Cédric Herrou, ce moralisateur en sarouel, est l’idiot utile !

Cédric Herrou a profité de la crise migratoire pour sortir de son silence et recadrer le président de la République : « Il faudrait qu’il prenne une petite leçon de fraternité. »

C’est que Herrou ne se contente plus d’organiser des squats dans les oliveraies ; depuis qu’on l’a vu au Festival de Cannes, il se prend pour un prophète vengeur, le mégot rebelle au coin des lèvres.

Sans doute est-il plein de bonnes intentions. Malheureusement, enfermé dans des catégories mentales étroites, il réduit la vaste question migratoire à un dilemme moral et croit, évidemment, se placer du côté des bons face aux méchants. Il ignore que le mal que l’on provoque pèse davantage que le bien que l’on rêve.

Ainsi, lorsque le cuisinier d’Auschwitz préparait ses soupes d’épluchures de pommes de terre, il contribuait moins à prolonger de quelques jours la vie des malheureux promis à l’extermination qu’il ne s’inscrivait dans une mécanique homicide globale. Cédric Herrou n’est pas nazi ; en revanche, il participe lui aussi à un processus mortifère qui le dépasse totalement.

La réalité migratoire est d’abord celle du passeur, dont les activités s’étendent au trafic de drogue et d’armement et qui a partie liée avec les réseaux islamo-mafieux sahéliens. L’argent extorqué aux migrants finance les bombes qui arrachent les membres et tuent les gens sur les marchés africains. La route de l’exil passe ensuite par des pistes écrasées de soleil où succombent les plus faibles, souvent les enfants, comme au temps des caravanes d’esclaves. Ceux qui ne meurent pas sont livrés avec les jeunes femmes du groupe au plaisir des passeurs et de leurs clients ; viols et prostitution forcée ne sont pas monnaie courante, ils sont la règle sur cette route de l’enfer. Quant aux hommes, ils peuvent bénir le Ciel s’ils ne sont pas vendus comme du bétail pour quelques centaines de dollars sur les places libyennes.

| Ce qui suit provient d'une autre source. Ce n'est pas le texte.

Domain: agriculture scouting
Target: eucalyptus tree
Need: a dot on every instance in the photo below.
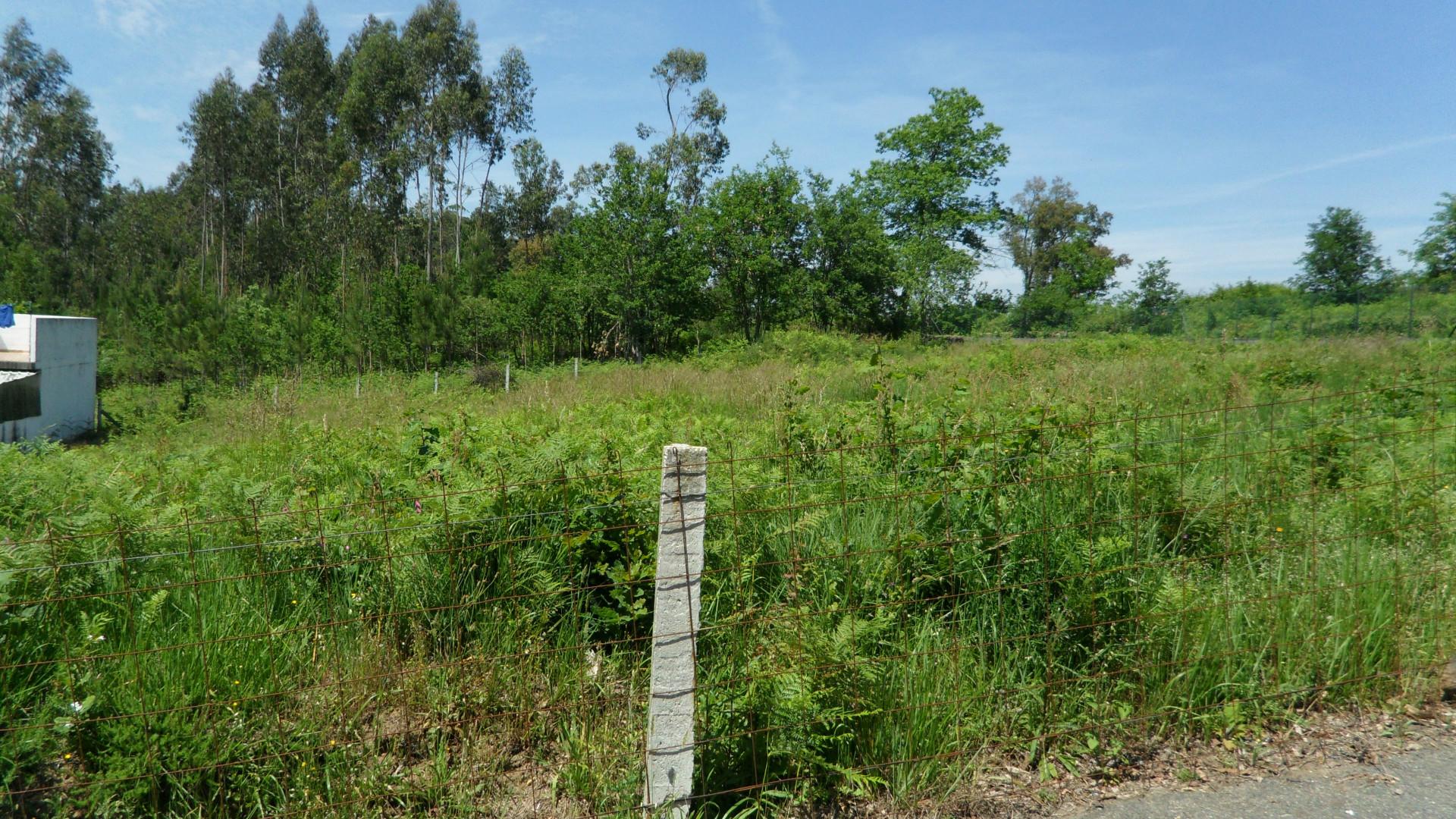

Tout cela n’importe ni à Cédric Herrou ni aux militants de l’Aquarius. Petits Blancs ethnocentrés, leurs préjugés moraux sont imperméables à la réalité, à commencer par les souffrances de ceux qu’ils prétendent aider. Ils n’aiment pas l’étranger mais idolâtrent leur propre ego ; ils ne cajolent l’opprimé supposé qu’en tant que miroir leur renvoyant une image valorisante de sauveur. Ils incitent alors les migrants à se jeter à l’eau sur des embarcations de fortune et se glorifient de les repêcher presque tous ensuite. « Presque tous » seulement, parce que ce jeu tue. Quant à Herrou, il se place au bout d’une chaîne de douleur partie du fond de l’Afrique, comme l’actionnaire moral ou l’idiot utile d’une multinationale de la traite migratoire qu’il est devenu.

Évidemment, Cédric Herrou et les activistes de sa mouvance ne tuent directement personne de leurs belles mains blanches, mais ils sont aux migrants d’ébène ce que sont les acheteurs d’ivoire aux éléphants. Les tartuffes gauchistes sont devenus, par procuration, des assassins en sarouel.